Since more than one user is usually online at the same time at an ISP and 500 packets is rather often it generates a huge amount of pretty well randomized data. Logic would dictate that the data would have extremely limited use even with good tools to search it, but since politicians don’t care about such details it was passed into law.
But it is not DPI or other specific data in the packets as much as informations about the packets.
Bravo, Denmark!
Google Translate of original subject line:
Bravo, Danmark!
Same in Finland
Finnish goverments reaction/responce to EU Human Rights judges decision to repeal that ‘Data Retention Act’ before Parlianments election was ‘We consider to attach that on next time we modify our and (USTR’s) laws considering erm’ Artist Rights’ sometime on 2015.
So its kinda illegal and insane and our esteemed goverment consider doing something about it in a next election cycle…
I think I need a beer =P
Misrepresenting the truth
Things are NOT moving in the right direction.
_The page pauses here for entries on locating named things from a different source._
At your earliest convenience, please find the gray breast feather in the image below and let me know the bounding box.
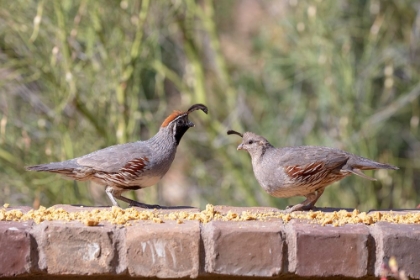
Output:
[76,142,152,173]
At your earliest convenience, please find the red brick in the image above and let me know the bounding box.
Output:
[31,222,125,275]
[371,222,420,279]
[126,221,200,278]
[286,221,371,277]
[0,222,32,277]
[202,220,284,277]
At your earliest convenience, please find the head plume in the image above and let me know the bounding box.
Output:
[227,130,244,138]
[161,104,208,127]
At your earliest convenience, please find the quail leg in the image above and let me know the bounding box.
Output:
[105,186,162,209]
[285,188,324,213]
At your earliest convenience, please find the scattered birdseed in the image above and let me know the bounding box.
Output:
[0,204,420,226]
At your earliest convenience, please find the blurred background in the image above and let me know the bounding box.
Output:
[0,0,420,211]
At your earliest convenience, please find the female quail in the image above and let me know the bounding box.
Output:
[227,130,398,212]
[27,104,207,208]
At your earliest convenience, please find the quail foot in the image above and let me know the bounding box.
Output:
[27,104,208,208]
[227,130,398,213]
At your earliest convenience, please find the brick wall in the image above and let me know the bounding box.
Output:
[0,206,420,279]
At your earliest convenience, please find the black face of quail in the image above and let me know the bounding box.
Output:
[237,132,268,153]
[174,115,194,145]
[162,104,208,146]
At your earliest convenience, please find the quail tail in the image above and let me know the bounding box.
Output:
[26,160,79,175]
[342,157,399,181]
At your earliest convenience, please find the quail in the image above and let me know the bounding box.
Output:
[227,130,398,213]
[27,104,208,208]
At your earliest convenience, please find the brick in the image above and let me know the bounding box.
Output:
[0,222,32,277]
[31,222,125,275]
[202,220,284,277]
[126,221,200,278]
[371,222,420,279]
[286,221,371,277]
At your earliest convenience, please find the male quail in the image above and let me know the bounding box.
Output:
[27,104,207,208]
[227,130,398,212]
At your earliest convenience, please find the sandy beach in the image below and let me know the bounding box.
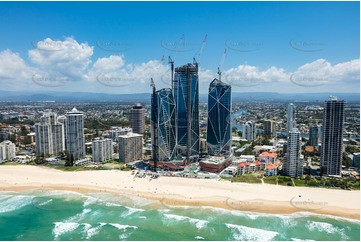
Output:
[0,165,360,220]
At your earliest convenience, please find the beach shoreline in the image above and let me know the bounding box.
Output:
[0,165,360,220]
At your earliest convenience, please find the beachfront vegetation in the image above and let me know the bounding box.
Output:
[263,176,277,185]
[231,174,262,183]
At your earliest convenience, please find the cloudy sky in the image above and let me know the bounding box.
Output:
[0,2,360,93]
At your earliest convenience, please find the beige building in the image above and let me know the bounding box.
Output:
[119,133,143,163]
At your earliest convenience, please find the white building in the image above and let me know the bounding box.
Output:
[109,127,133,141]
[130,103,145,134]
[92,139,113,162]
[242,121,256,141]
[65,108,85,161]
[35,112,65,156]
[287,103,295,133]
[283,128,303,177]
[0,140,15,162]
[119,133,143,163]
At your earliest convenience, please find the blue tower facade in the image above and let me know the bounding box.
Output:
[151,88,176,161]
[207,79,232,156]
[173,63,200,161]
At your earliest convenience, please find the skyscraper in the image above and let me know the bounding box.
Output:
[284,128,303,177]
[287,103,295,133]
[151,88,176,161]
[173,63,200,161]
[207,79,232,155]
[242,121,256,141]
[308,126,318,146]
[58,115,66,150]
[0,140,16,163]
[263,120,276,137]
[321,96,345,176]
[130,103,145,134]
[119,133,143,163]
[66,108,85,161]
[92,139,113,162]
[35,112,65,156]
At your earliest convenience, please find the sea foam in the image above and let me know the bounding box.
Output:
[226,224,278,241]
[0,195,34,214]
[53,222,79,240]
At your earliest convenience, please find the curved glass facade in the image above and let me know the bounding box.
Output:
[207,79,232,155]
[174,64,200,156]
[151,88,176,161]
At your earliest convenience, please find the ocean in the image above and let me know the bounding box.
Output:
[0,190,360,241]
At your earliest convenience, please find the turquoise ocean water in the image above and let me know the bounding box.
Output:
[0,190,360,241]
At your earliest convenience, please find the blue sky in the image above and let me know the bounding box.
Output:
[0,2,360,93]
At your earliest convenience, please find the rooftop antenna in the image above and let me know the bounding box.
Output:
[150,78,158,172]
[168,56,174,90]
[217,67,222,81]
[197,34,208,64]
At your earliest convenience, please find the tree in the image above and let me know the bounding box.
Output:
[342,152,352,168]
[232,127,237,133]
[65,154,74,166]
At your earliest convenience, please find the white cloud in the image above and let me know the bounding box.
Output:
[0,37,360,93]
[28,37,94,80]
[0,50,35,80]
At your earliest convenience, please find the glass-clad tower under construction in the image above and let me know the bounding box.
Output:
[207,79,232,156]
[173,63,200,161]
[151,88,176,161]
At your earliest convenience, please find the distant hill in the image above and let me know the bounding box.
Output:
[0,90,360,103]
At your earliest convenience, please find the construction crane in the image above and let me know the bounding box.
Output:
[217,49,227,81]
[150,78,158,172]
[168,56,174,90]
[193,34,208,62]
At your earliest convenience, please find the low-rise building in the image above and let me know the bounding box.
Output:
[0,140,16,162]
[259,151,277,164]
[92,139,113,162]
[119,133,143,163]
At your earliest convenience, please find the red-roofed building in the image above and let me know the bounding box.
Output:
[259,151,277,164]
[264,162,279,176]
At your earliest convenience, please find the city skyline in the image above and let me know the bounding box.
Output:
[0,2,360,93]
What was repealed was data-logging, which was in excess of the EU directive. In effect the danish government was going much further than the original EU logging directive.
The repeal is only related to that “excess”. Logging of phone meta data is still being performed, despite the court ruling.
Further more, The Danish government is planning to re-introduce both kinds of logging, as part of a planned cyber security center.
This law calls for the logging initiative to be moved to the military intelligence service (FE). Which moves logging into the domain of national security.
National security is explictly exempt from the Treaty Of Rome. Consequently the ruling of the EU Court of Justice, and the CHARTER OF FUNDAMENTAL RIGHTS OF THE EUROPEAN UNION do not apply.
In short, they’ll just skin the cat using a different tool.
It would seem that Denmark does not believe in the “right to be forgotten.”
Looks like Denmark’s economy is about to see an influx of business. Maybe I’ll sign up for an email account.
They don’t need logs if they store everything illegaly like the NSA does.